The Canadian city of Halifax is getting a new WestJet route to Europe.
That will come June 5, when WestJet launches seasonal nonstop service from Nova Scotia’s largest city to Manchester (MAN), England. The carrier will offer four flights a week through Oct. 24 on Boeing 737-700 aircraft.
The Manchester route gives Halifax (YHZ) another transatlantic link on WestJet, which already offers a seasonal schedule from the city to Dublin, Ireland (DUB); Glasgow, Scotland (GLA); London Gatwick (LGW) and Paris Charles de Gaulle (CDG).
The route covers a distance of 2,749 miles, according to the Great Circle Mapper website.
There will be a new option for travelers between New York and Brazil this summer when Brazilian carrier Azul adds the Big Apple to its growing international map.
The airline will begin service between its Viracopos (VCP) base near São Paulo and New York John F. Kennedy (JFK) on June 15. It will offer daily service on Airbus A330 jets.
“We already offer the broadest network in Brazil with service to more than 100 domestic destinations and now we are adding a very important corporate destination to our portfolio,” Azul CEO John Rodgerson said in a statement.
The Chinese carrier ended service between Beijing Capital (PEK) and Las Vegas (LAS) after three years on Jan. 11, McCarran chief marketing officer Chris Jones confirmed to TPG. Hainan was the only airline offering nonstop flights between the Nevada city and China.
“It’s definitely disappointing,” said Jones. “Hopefully, conditions will improve and we can revisit this again sometime down the line, as I believe there is a market for this city pair.”
Philippine Airlines appears set to add a new route connecting Manila to Seattle and to relaunch service between Cebu and Los Angeles.
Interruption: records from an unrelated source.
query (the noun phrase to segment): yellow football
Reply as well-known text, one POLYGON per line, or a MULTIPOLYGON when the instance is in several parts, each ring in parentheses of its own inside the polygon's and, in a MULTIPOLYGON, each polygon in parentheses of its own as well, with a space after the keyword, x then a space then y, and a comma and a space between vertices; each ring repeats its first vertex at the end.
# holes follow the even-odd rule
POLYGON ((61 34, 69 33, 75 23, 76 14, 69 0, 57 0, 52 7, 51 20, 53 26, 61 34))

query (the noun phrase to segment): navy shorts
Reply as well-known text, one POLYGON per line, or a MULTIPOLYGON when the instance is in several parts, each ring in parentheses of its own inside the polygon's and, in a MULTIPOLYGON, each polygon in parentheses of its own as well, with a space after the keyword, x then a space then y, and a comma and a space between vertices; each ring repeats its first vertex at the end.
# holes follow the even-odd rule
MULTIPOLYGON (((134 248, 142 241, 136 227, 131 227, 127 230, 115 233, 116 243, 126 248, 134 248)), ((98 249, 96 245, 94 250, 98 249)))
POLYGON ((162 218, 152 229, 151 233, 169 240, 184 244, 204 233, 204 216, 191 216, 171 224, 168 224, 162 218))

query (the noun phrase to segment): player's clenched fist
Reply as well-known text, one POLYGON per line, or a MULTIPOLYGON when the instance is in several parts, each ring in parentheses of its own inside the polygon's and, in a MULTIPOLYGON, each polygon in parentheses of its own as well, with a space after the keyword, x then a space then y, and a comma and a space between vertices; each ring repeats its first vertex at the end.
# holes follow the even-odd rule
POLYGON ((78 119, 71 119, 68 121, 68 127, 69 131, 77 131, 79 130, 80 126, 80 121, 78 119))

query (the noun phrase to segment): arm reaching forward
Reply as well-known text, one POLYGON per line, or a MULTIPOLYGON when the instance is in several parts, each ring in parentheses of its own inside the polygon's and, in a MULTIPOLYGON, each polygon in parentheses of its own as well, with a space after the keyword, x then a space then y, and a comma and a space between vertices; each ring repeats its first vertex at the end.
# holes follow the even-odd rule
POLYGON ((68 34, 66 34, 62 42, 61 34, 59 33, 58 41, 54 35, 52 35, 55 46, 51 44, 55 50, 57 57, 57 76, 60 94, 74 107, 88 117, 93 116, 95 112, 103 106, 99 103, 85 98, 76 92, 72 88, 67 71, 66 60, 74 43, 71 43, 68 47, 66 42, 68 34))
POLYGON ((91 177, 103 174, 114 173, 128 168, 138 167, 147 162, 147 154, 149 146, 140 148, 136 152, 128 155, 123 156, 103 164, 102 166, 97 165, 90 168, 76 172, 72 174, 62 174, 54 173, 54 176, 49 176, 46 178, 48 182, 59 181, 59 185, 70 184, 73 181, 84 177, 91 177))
Both the Seattle (SEA) and Los Angeles (LAX) flights would begin in May, with Philippine Airlines offering three flights a week on the routes. Seattle would be flown with an Airbus A350 and Los Angeles with a Boeing 777.
Both routes were first reported by Airlineroute. However, TPG could only independently confirm the Cebu-Los Angeles flights.
Los Angeles International Airport spokesman Heath Montgomery confirmed Philippine Airlines’ plans to relaunch flights between the central Philippine city of Cebu (CEB) and LAX starting May 2.
Philippine Airlines ended flights between between Cebu (CEB) and Los Angeles in May 2017, according to Cirium schedules.
The carrier is the only airline flying between the Philippines and the mainland U.S., according to Cirium. The airline serves Los Angeles, New York John F. Kennedy (JFK), and San Francisco (SFO) from its Manila base.